You must be willing to reflect, work hard, make plans and back-up plans, and apply to medical school more than once, if necessary. You will face several years of difficult preparation to get through the first big gate, your acceptance to medical school. But if you have persistence, confidence in yourself, and the abilities listed above, you will eventually succeed. We have written this book not only to aid your success, but also to help you find a path to medical success that you love, one that you are happy to walk every day, one that has the kind of ideals you aspire to embody. Not simply a path, but your path of heart.

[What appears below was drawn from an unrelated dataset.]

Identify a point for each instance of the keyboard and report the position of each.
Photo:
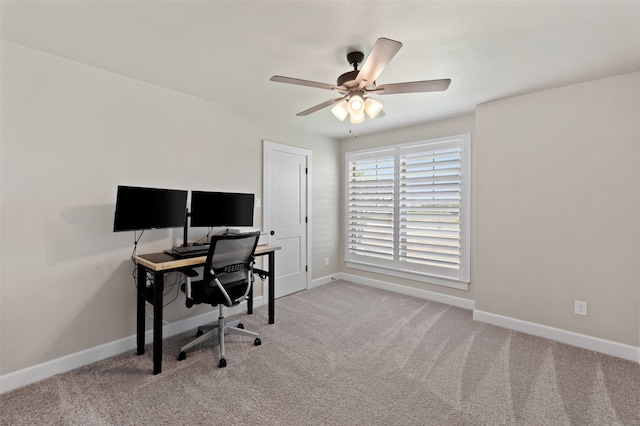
(194, 250)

The path of heart is the path that will excite, ennoble, and inspire you throughout your lifetime. Students on this path are both passionate and aware of how little they really know in the great field of medicine. They arent solely focused on being accepted to medical school. Instead, they maintain perspective and balance while approaching the many challenges that must be overcome on the way to becoming a doctor. They delight in learning and persist in studying, even when the path grows steep. They take the time to form relationships with other people in the field and to strengthen their friendships, though they may have to make sacrifices to do so, and they choose quality over quantity, particularly in the early years of their training. If it takes more than one admission cycle to get into medical school, they arent distraught. They stay on the path, continuing to do the little things every day of their journey that will make them a better candidate and ultimately, a better physician.
The alternative to following the path of heart is to take shortcuts, to cheat, to give only the minimum necessary requirements, to lose your perspective and your spirit, to take on more than you can capably do, to succumb to excessive perfectionism and constant stress. The result will be disappointment, self-abuse, cynicism, negativity, or depression. Without a deep desire to do what you are doing and the respect for yourself to do it with dignity, feeling, and honor, it will be difficult to succeed in the long years ahead. Those who manage to simply muscle, luck, or cheat their way into medical school (and there indeed are some who do every year) end up bummed out in wonderland, unable to enjoy the amazing opportunity they have been given.